Puntualmente ogni anno, due volte l’anno, il 23 maggio e il 19 luglio si ripropone la banale strumentalizzazione di Giovanni Falcone e di Paolo Borsellino. Non vi è limite alla miseria dei personaggi coinvolti, fino al ridicolo del non senso di una memoria asservita a logiche che perpetuano lo stato delle cose.

Anche quest’anno, polemiche, polemiche, polemiche. Da una parte il centrodestra del Presidente della Regione Siciliana, Renato Schifani, a fianco di Maria Falcone, sorella di Giovanni, in pompa magna con i ministri della Giustizia, Carlo Nordio, dell’Interno, Matteo Piantedosi, e della Cultura, Alessandro Giuli, a ricordare quello che si tende a volere negare in sede processuale e nella ricostruzione storica.

Dall’altra, il centrosinistra, schierato rigorosamente con le solite sigle universitarie del Partito Democratico a fianco di Salvatore Borsellino, fratello di Paolo.

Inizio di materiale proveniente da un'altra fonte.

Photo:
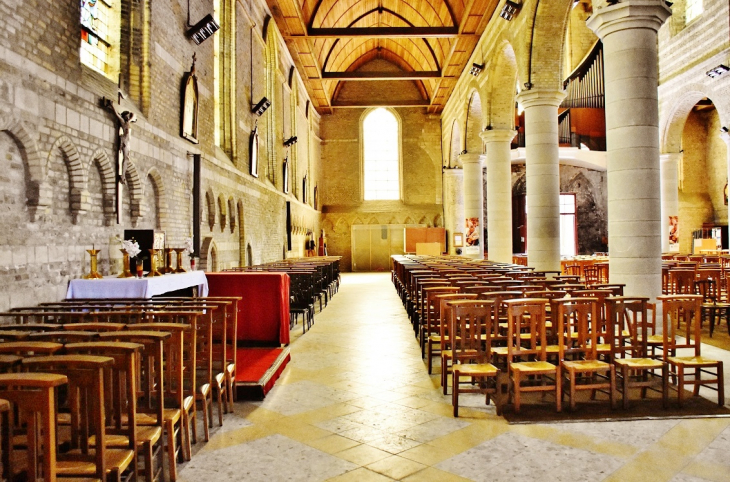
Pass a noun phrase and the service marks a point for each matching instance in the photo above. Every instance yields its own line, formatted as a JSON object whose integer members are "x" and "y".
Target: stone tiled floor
{"x": 356, "y": 404}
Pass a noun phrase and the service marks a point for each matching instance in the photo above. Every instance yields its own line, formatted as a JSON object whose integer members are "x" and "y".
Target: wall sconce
{"x": 717, "y": 71}
{"x": 261, "y": 107}
{"x": 292, "y": 140}
{"x": 509, "y": 10}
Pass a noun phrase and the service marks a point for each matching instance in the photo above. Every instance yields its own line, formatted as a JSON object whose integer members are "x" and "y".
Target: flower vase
{"x": 167, "y": 258}
{"x": 93, "y": 272}
{"x": 179, "y": 252}
{"x": 126, "y": 273}
{"x": 153, "y": 264}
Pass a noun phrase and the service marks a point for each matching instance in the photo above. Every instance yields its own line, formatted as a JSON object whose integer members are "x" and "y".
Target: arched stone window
{"x": 381, "y": 155}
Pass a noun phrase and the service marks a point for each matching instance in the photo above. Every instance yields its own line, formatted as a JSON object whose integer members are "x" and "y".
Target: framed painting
{"x": 253, "y": 148}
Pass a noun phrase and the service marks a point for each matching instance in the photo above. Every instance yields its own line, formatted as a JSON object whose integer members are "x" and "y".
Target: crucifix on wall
{"x": 125, "y": 120}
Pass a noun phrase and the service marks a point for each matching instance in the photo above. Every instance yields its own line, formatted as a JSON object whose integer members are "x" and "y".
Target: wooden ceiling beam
{"x": 384, "y": 32}
{"x": 360, "y": 105}
{"x": 364, "y": 75}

Si sono invertite la partigianerie, con il centrodestra falconiano, anche se notoriamente Giovanni Falcone votava a sinistra, e il centrosinistra borselliniano, anche se notoriamente Paolo Borsellino votava a destra.

Nel gossip di quest’anno, puro pretesto per avere visibilità a buon mercato da una parte all’altra, la questione si concentra sull’anticipazione di qualche minuto del minuto di silenzio. Quindi, il casus belli è stato l’anticipo della fine della commemorazione per il 33esimo anniversario della strage di Capaci a Palermo. Come riportato da Il Fatto Quotidiano “Il suono del silenzio da parte del trombettista e la lettura dei nomi delle vittime sono avvenuti alcuni minuti prima delle 17.58, ora in cui il 23 maggio del 1992, è esploso il tritolo lungo la A19. Tra le proteste dei partecipanti al corteo che sono arrivati ai piedi dell’albero Falcone a commemorazione terminata: “Avevano paura dei giovani di Palermo”, hanno urlato contestando l’accaduto“.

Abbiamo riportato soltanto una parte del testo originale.